Ah, akhirnya aku tidak kuat juga. Mataku yang sudah memanas daritadi akhirnya mengalirkan air mata juga. Kak Louis selalu bilang boleh menangis di hadapannya tapi jangan di hadapan orang lain. Harus terlihat kuat di mata orang lain.
“Kak, kapan ya aku bisa hidup sama orang yang sayang sama aku tanpa syarat? Apa aku bisa nemu lagi yang minimal kayak Kakak atau Tezar? Rasanya mustahil deh.”
Seiring dengan air mataku yang menderas, entah kenapa aku seperti merasakan kehangatan di sekitar.

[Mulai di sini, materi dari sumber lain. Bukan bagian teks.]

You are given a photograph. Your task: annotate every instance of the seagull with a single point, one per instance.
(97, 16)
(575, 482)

Mungkin Kak Louis tidak tega juga melihatku menangis seperti ini hingga akhirnya meminta kepada Yang Kuasa untuk setidaknya memberikanku pelukan yang tak kasat mata. Setidaknya, aku tahu Kak Louis selalu ada di sisiku, mendukungku, dan selalu berharap yang terbaik untukku.
“Kalau ternyata aku gak bisa sayang sama siapapun orang yang ada di masa depan karena aku tahu hatiku cuma bisa untuk Tezar, aku harus apa ya Kak? Berpura-pura? Atau mengaku saja? Membiarkan orang-orang tahu mereka tidak akan pernah punya kesempatan?”

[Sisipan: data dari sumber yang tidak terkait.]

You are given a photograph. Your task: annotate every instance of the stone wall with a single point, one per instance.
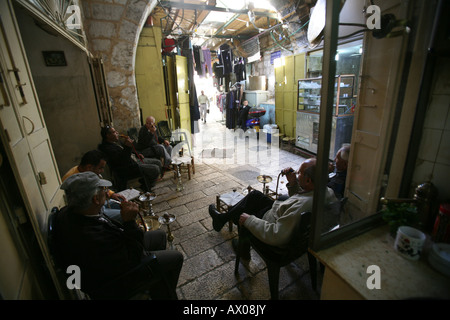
(112, 30)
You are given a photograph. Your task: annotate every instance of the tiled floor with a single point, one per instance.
(223, 162)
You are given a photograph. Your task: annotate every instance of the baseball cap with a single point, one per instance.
(84, 181)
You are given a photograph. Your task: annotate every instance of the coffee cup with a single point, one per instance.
(409, 242)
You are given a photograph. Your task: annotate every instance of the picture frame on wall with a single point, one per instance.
(54, 58)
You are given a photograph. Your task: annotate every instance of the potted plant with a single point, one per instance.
(398, 214)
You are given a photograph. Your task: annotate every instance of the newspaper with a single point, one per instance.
(130, 194)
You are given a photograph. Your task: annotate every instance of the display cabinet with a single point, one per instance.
(308, 113)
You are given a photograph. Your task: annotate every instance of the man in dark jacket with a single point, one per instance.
(104, 249)
(151, 145)
(124, 167)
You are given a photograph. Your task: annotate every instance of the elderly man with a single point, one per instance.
(105, 250)
(270, 221)
(151, 145)
(123, 166)
(95, 161)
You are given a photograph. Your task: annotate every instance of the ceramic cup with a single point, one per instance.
(409, 242)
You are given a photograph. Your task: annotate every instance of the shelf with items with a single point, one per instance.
(309, 95)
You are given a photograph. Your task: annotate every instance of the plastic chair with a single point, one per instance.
(164, 130)
(184, 162)
(116, 288)
(276, 257)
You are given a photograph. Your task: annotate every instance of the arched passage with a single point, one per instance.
(112, 32)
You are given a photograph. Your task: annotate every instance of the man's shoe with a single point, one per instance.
(244, 253)
(218, 219)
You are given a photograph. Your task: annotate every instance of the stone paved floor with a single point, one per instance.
(224, 162)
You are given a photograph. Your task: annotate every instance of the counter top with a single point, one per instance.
(400, 278)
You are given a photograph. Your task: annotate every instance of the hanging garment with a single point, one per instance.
(207, 62)
(226, 58)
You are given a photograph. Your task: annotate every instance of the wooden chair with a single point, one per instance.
(276, 257)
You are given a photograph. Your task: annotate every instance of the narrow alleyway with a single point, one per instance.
(224, 162)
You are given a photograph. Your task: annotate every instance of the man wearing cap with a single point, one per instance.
(95, 161)
(123, 165)
(104, 249)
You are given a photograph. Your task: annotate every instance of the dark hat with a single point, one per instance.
(84, 182)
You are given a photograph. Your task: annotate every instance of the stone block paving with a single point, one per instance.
(209, 260)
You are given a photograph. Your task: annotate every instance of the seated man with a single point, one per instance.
(339, 171)
(104, 249)
(151, 145)
(272, 222)
(123, 166)
(95, 161)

“Kak.. aku capek.. aku capek sendirian. Semuanya terlalu berat buat aku tanggung sendirian. Gak kehitung berapa kali aku sempat kepikiran buat nyusul Kak Louis. Tapi, kata Kak Louis, kesempatan yang sudah diberikan itu harus dihargai dan dimaknai kan? Aku bertahan cuma karena omongan Kak Louis yang itu. Kalau gak kayaknya harusnya kita udah ketemu sekarang.”
Setelah menyeka sudut mataku yang basah kuyup, aku memutuskan untuk menghentikan paksa tangisku. Kasihan juga jika Kak Louis melihatku seperti ini tapi tidak dapat melakukan apapun. “Minggu depan aku berangkat ke Boston buat international olympiad, Kak. Actually, I guess the place for Oswald awardee already secured for me since Tezar is gone. Cuma ya.. tau lah ya Mami kayak apa kalau misalnya aku santai-santai.”
Tanpa sadar, aku tertawa pelan sendiri, selayaknya ketika aku dan Kakak dulu berusaha menghibur diri akibat tekanan berlebihan dari Mami. Setidaknya, itu yang membuat kami bisa bertahan lebih lama. Ah.. betapa aku begitu merindukan senyumnya Kak Louis.
“Jagain aku dari atas ya Kak selama lomba nanti. I believe you’re always watching me from afar. Aku pergi dulu ya, harus ada extra session buat persiapan minggu depan.” Aku mengelus pusara Kak Louis dengan lembut lantas memberikan pelukan sehangat yang aku bisa. Walaupun wujud Kak Louis sudah tidak bisa aku raih, namun kekuatan yang dulu biasa ia berikan kepadaku, masih terasa hingga detik ini setiap kali aku mengunjunginya.
“Semoga semuanya lancar dan gak ada aneh-aneh.” bisikku sendiri.